People’s thoughts and intentions, Harris says, “emerge from background causes of which we are unaware and over which we exert no conscious control.” Every choice we make is made as a result of preceding causes. These choices we make are determined by those causes, and are therefore not really choices at all. A respected neuroscientist, he briefly outlines some of the science supporting this assertion, but more importantly explores what this fact means to us as human beings. In doing this, he draws some pretty subtle, but important, distinctions.
He draws a distinction between determinism and fatalism. Just because a choice is pre-determined at any particular point in time does not mean that life is completely mapped out. Things happen to us, and we learn from them. But how we learn from them is also something that “happens” to us. Behaviors of others influence our own behavior, as does our own make up. Actions of others have consequences on the choices we then make, which then effect the choices of others, in a nearly endless swirl of cause and effect. There are many causes and many effects. (The image of long-term weather forecasts being so hard to predict because a simple fluttering of a butterflies wings may have huge consequences down the line comes to mind.)
Harris also draws a distinction between conscious and unconscious reactions to the world. Even without free will, consciousness has an important role to play in the choices we make, Harris claims:
Decisions, intentions, efforts, goals, willpower, etc. are causal states of the brain, leading to specific behaviors, and behaviors lead to outcomes in the world. Human choice, therefore, is as important as fanciers of free will believe. But the next choice you make will come out of the darkness of prior causes that you, the conscious witness of your experience, did not bring into being.
The process that we think of as free will is the process of making the only choice that our previous experiences, body chemistry, and unconscious thoughts allow. The sheer amount of information and causes that go into these choices make it virtually impossible to predict every choice. But some choices are more predictable than others, and it is in realizing what went into these that one can gain insight into self, and also assign some practical moral responsibility.
Harris’ exploration of the moral and political ramifications of the realization that free will is an illusion is subtle, but powerful. If free will does not play into our actions, are we responsible for them?
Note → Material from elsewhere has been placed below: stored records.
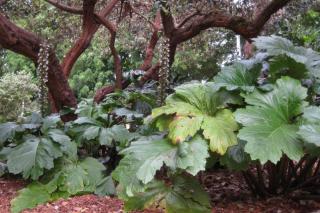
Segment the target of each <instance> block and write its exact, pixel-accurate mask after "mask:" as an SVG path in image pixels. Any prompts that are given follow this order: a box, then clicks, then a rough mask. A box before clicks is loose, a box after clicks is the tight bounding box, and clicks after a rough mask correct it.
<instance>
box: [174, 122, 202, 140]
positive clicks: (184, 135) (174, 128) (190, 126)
mask: <svg viewBox="0 0 320 213" xmlns="http://www.w3.org/2000/svg"><path fill="white" fill-rule="evenodd" d="M202 121H203V118H202V117H199V116H198V117H191V116H190V117H180V116H176V117H174V119H173V121H172V122H171V123H170V125H169V135H168V137H169V138H170V139H171V140H172V141H173V143H174V144H177V143H180V142H183V141H185V140H186V139H187V138H188V137H192V136H194V135H195V134H196V133H197V132H198V131H199V130H200V127H201V124H202Z"/></svg>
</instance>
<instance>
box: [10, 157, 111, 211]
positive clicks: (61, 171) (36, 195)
mask: <svg viewBox="0 0 320 213" xmlns="http://www.w3.org/2000/svg"><path fill="white" fill-rule="evenodd" d="M64 160H65V159H64ZM64 160H61V161H59V163H58V164H57V165H56V166H55V169H54V171H51V174H52V176H50V175H49V176H48V177H46V178H44V180H46V179H47V178H49V180H47V181H45V182H46V184H43V183H41V182H33V183H31V184H30V185H28V186H27V187H26V188H24V189H22V190H21V191H20V192H19V194H18V196H17V197H16V198H15V199H13V200H12V201H11V205H12V207H11V210H12V212H20V211H22V210H23V209H26V208H33V207H35V206H37V205H39V204H41V203H45V202H48V201H52V200H55V199H58V198H61V197H63V198H67V197H69V196H71V195H76V194H78V193H88V192H95V191H96V190H97V186H98V185H99V184H103V186H106V187H109V185H106V184H104V182H103V180H104V179H103V178H104V177H103V175H102V171H103V170H104V169H105V167H104V166H103V165H102V164H101V163H99V162H98V161H97V160H96V159H94V158H86V159H84V160H83V161H80V162H71V161H64ZM49 174H50V173H49ZM108 190H110V189H109V188H106V189H103V190H102V189H100V191H101V193H103V192H106V191H108ZM111 190H114V187H113V188H112V189H111Z"/></svg>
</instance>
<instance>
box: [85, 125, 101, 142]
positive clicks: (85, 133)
mask: <svg viewBox="0 0 320 213" xmlns="http://www.w3.org/2000/svg"><path fill="white" fill-rule="evenodd" d="M99 132H100V127H98V126H90V127H89V128H87V129H86V130H85V131H84V133H83V137H84V138H85V139H87V140H93V139H96V138H97V137H98V135H99Z"/></svg>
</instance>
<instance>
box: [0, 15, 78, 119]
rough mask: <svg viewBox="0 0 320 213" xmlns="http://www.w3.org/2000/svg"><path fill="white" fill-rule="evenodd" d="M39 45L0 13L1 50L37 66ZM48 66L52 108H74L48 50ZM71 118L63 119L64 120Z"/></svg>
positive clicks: (74, 101) (59, 109)
mask: <svg viewBox="0 0 320 213" xmlns="http://www.w3.org/2000/svg"><path fill="white" fill-rule="evenodd" d="M41 43H43V41H42V40H41V39H40V38H39V37H37V36H36V35H35V34H33V33H31V32H28V31H26V30H23V29H21V28H19V27H18V26H16V25H15V24H14V23H12V22H10V21H9V20H8V19H7V18H6V17H5V16H4V15H3V14H1V13H0V45H1V46H2V47H3V48H6V49H9V50H11V51H13V52H15V53H19V54H22V55H24V56H26V57H28V58H30V59H31V60H32V61H33V62H34V63H35V64H37V60H38V52H39V49H40V44H41ZM48 66H49V71H48V72H49V73H48V83H47V86H48V88H49V92H50V94H51V95H52V98H53V99H54V106H53V108H56V109H57V110H60V109H62V107H63V106H69V107H76V105H77V101H76V98H75V96H74V94H73V92H72V90H71V88H70V87H69V84H68V81H67V79H66V77H65V76H64V74H63V71H62V68H61V66H60V64H59V61H58V59H57V57H56V55H55V53H54V51H53V50H50V54H49V64H48ZM72 118H73V116H71V117H70V116H67V117H64V119H65V120H69V119H72Z"/></svg>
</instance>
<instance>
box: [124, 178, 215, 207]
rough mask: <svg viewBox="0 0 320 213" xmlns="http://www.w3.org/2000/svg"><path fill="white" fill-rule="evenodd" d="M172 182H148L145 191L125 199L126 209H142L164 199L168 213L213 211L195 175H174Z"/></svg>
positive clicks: (163, 200)
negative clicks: (166, 182) (166, 184)
mask: <svg viewBox="0 0 320 213" xmlns="http://www.w3.org/2000/svg"><path fill="white" fill-rule="evenodd" d="M171 184H172V185H171V186H167V185H166V184H164V183H162V182H159V181H157V182H153V183H150V184H148V186H147V187H146V190H145V191H144V192H143V193H139V194H136V195H135V196H133V197H128V198H127V199H126V200H125V210H128V211H132V210H142V209H144V208H146V207H149V206H152V205H154V204H155V203H158V202H159V201H162V203H163V204H164V208H165V212H167V213H179V212H185V213H206V212H211V206H210V199H209V196H208V194H207V193H206V192H205V191H204V190H203V188H202V186H201V185H200V184H199V183H198V182H197V180H196V179H195V178H194V177H190V176H177V177H173V178H172V183H171Z"/></svg>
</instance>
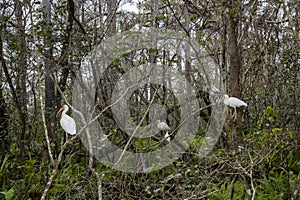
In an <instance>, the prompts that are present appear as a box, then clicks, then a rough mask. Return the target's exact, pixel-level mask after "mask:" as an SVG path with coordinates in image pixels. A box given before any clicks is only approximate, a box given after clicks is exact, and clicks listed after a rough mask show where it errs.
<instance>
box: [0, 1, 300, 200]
mask: <svg viewBox="0 0 300 200" xmlns="http://www.w3.org/2000/svg"><path fill="white" fill-rule="evenodd" d="M127 2H130V1H125V0H124V1H119V0H79V1H76V2H75V1H73V0H63V1H56V0H52V1H50V0H43V1H39V0H26V1H21V0H14V1H9V0H3V1H1V2H0V11H1V12H0V20H1V23H0V27H1V29H0V63H1V64H0V65H1V67H0V75H1V77H0V87H1V90H0V110H1V111H0V142H1V149H0V150H1V163H0V187H1V188H0V191H1V193H0V198H1V199H101V198H103V199H201V198H204V199H299V192H298V191H299V185H300V148H299V142H300V140H299V139H300V138H299V137H300V130H299V127H300V104H299V103H300V101H299V99H300V72H299V70H300V67H299V66H300V41H299V38H300V36H299V29H300V26H299V21H300V12H299V11H300V4H299V1H297V0H281V1H280V0H279V1H276V0H271V1H260V0H248V1H247V0H239V1H233V0H232V1H231V0H230V1H221V0H216V1H208V0H186V1H173V0H147V1H139V2H138V3H137V2H136V3H137V4H138V11H137V12H130V11H129V10H128V9H127V10H124V9H122V8H124V4H125V3H127ZM137 24H139V25H140V26H144V27H158V28H161V29H173V30H178V31H182V32H184V33H185V34H187V35H189V36H191V37H194V38H195V39H196V40H198V41H199V43H201V44H203V46H204V47H205V48H206V50H207V51H208V52H209V54H210V55H211V57H212V58H213V59H214V60H215V62H216V63H217V64H218V66H219V67H220V69H221V70H222V76H223V77H222V82H223V84H224V85H225V86H226V89H227V90H228V93H229V94H230V95H232V96H236V97H239V98H241V99H243V100H244V101H246V102H247V103H248V105H249V106H248V108H247V109H244V110H243V109H241V110H239V119H238V121H237V122H236V123H234V122H232V121H231V119H230V118H229V117H230V116H229V117H228V119H227V120H226V125H225V127H224V131H223V133H222V135H221V137H220V140H219V142H218V144H217V145H216V147H215V148H214V150H213V151H212V152H211V153H210V154H209V155H208V156H207V157H206V158H204V159H199V158H198V157H197V156H196V155H195V154H196V152H197V147H199V145H200V144H201V140H203V135H204V133H205V130H199V133H198V134H197V136H196V138H195V140H194V142H193V145H192V146H191V147H190V149H189V150H187V152H185V154H184V155H183V157H182V158H181V159H179V160H177V161H176V162H174V163H173V164H172V165H170V166H168V167H166V168H163V169H162V170H157V171H154V172H151V173H148V174H130V173H123V172H119V171H116V170H113V169H111V168H109V167H107V166H105V165H103V164H101V163H99V162H97V160H95V159H94V158H93V157H92V156H90V155H89V154H88V152H87V150H86V149H85V147H84V146H83V145H82V144H81V141H80V140H79V139H77V140H74V141H72V142H70V144H68V145H65V146H63V145H62V144H63V142H64V140H65V138H64V133H63V131H62V130H61V128H60V126H59V123H57V122H58V118H56V116H55V114H56V112H57V111H58V109H59V108H60V106H61V105H62V104H64V102H65V101H66V100H68V101H70V102H71V91H72V86H73V82H74V77H75V73H76V71H77V70H78V69H79V68H80V62H81V59H82V58H83V56H85V55H87V53H88V52H90V51H91V50H92V49H93V48H94V47H95V46H96V45H98V44H100V43H101V42H102V41H103V40H105V39H106V38H109V37H110V36H112V35H114V34H116V33H120V32H123V31H126V30H129V29H130V28H132V27H134V26H135V25H137ZM135 53H137V52H135ZM138 53H140V55H143V56H140V57H139V59H140V60H138V61H139V62H137V63H132V60H133V57H134V56H133V55H126V56H125V57H124V60H125V61H126V62H127V64H128V63H131V64H132V65H130V66H132V67H134V66H137V65H138V64H142V63H146V62H155V61H156V60H158V59H160V60H162V61H164V62H165V63H169V62H171V61H170V60H169V59H168V57H167V56H165V54H164V53H162V52H156V51H148V50H145V51H141V52H138ZM125 61H122V62H125ZM135 61H136V60H135ZM122 62H118V61H114V62H113V61H112V63H111V66H110V67H109V70H108V71H107V73H106V77H105V78H104V79H103V80H102V82H101V83H100V86H101V87H99V88H100V89H99V93H100V94H101V95H100V97H99V99H98V100H97V101H98V102H97V103H98V109H99V111H101V110H102V109H103V108H105V107H106V106H107V105H109V101H108V99H109V98H110V95H111V94H110V92H109V91H110V89H111V88H112V87H113V85H114V81H116V80H117V79H118V77H119V76H120V75H122V74H124V73H125V72H124V71H123V70H124V69H123V68H122V65H121V64H122ZM189 69H190V68H188V67H186V68H182V69H181V70H182V73H184V74H186V77H188V78H189V80H190V82H191V84H192V85H193V86H194V87H195V88H197V89H198V94H197V96H198V99H199V103H200V105H201V106H203V107H204V106H206V105H209V104H210V102H209V99H208V98H207V91H206V90H205V89H204V88H205V82H204V80H203V77H201V76H200V77H199V76H197V75H196V74H193V73H192V72H191V71H189ZM155 87H156V86H154V88H155ZM62 94H64V96H65V98H63V96H62ZM157 94H158V95H159V96H160V97H161V98H158V97H157V98H156V100H157V103H159V104H162V105H164V106H168V105H169V104H171V103H172V102H173V103H174V102H176V99H175V97H174V95H173V96H172V95H170V92H168V91H167V90H166V89H164V88H160V89H159V90H158V91H157ZM143 95H145V94H143V93H142V92H137V93H135V94H134V95H133V97H132V98H131V103H132V105H136V109H135V110H133V111H132V115H133V116H135V117H136V118H139V117H140V116H141V113H143V112H144V111H145V107H146V106H147V102H144V104H143V103H141V102H139V101H138V98H137V97H138V96H143ZM152 95H153V93H152ZM166 97H169V98H168V99H167V98H166ZM145 105H146V106H145ZM209 114H210V111H209V109H206V110H203V112H202V113H201V114H200V116H201V118H200V119H199V120H201V122H203V123H208V121H209ZM43 117H44V119H43ZM101 119H102V121H101ZM101 119H100V122H101V123H102V125H105V128H106V129H107V131H108V132H109V133H112V137H111V138H109V139H111V140H113V141H115V143H116V144H118V145H119V146H120V147H122V145H123V146H124V141H126V140H127V139H128V138H126V137H125V135H124V134H122V132H121V131H120V130H118V129H117V127H116V124H115V122H114V121H113V119H112V117H111V111H110V110H108V111H107V112H105V113H104V114H103V116H102V117H101ZM104 119H105V120H104ZM109 119H111V120H109ZM147 120H149V119H148V118H147ZM167 120H168V123H169V124H175V123H176V113H174V112H172V115H170V116H168V119H167ZM47 139H49V140H47ZM130 148H132V149H135V148H136V146H134V145H133V146H131V147H130Z"/></svg>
He explores how society has already grappled with these questions to an extent, in instances where free will has already been shown to play no role. Think of the person forced to commit a crime due to a gun being pointed to his head, or one who commits the same crime due to a tumor in his brain which can be surgically removed. In those cases the person is generally not punished or held responsible. Why then hold the person responsible who commits the same crime if they are not in control of their choice? His answer seems to come down on the side of one of societal self-consciousness. The unknown causes in the third case (as opposed to the known cause in the first two instances) that brought a person to commit the crime once are, especially if unchecked, likely to bring persons to a similar choice in the future. Punishment and responsibility are, at a societal level, part of what goes into the mix that creates a choice at any particular moment.
This is difficult stuff, and even Harris, a gifted writer who in his previous books has shown a definite skill in making complicated arguments clear, has some trouble fully explaining the ramifications of his argument. His use of the equally estimable Daniel Dennett as a foil (Dennett’s work argues for the existence of free will) shows that this is a question still capable of dissent, but it also shows Harris isn’t afraid to take on an intellectual debate, even with those he obviously admires.
At a more practical level, it also challenges the humanistic argument that, there being no God to control the world, it is up to us to try and create a just and beneficial society. Harris’ argument could be understood to say (given the absence of God) that nature has already dictated our fate, and it is just a matter of understanding all the many factors to see where that fate will lead. Of course he actually he argues that is not quite the case, but after reading his book it seems a close thing.
After reading the book, I am still not convinced there is no free will. (It makes me want to go back and read or re-read Dennett on the subject.) But Harris does raise intriguing questions and brings out some much needed scientific evidence on the subject. His exploration of the subject is both fearless and necessary. There is little doubt this 66-page book will engender thousands of pages of future discussions, much of it not nearly as well reasoned and thoughtful as this book is.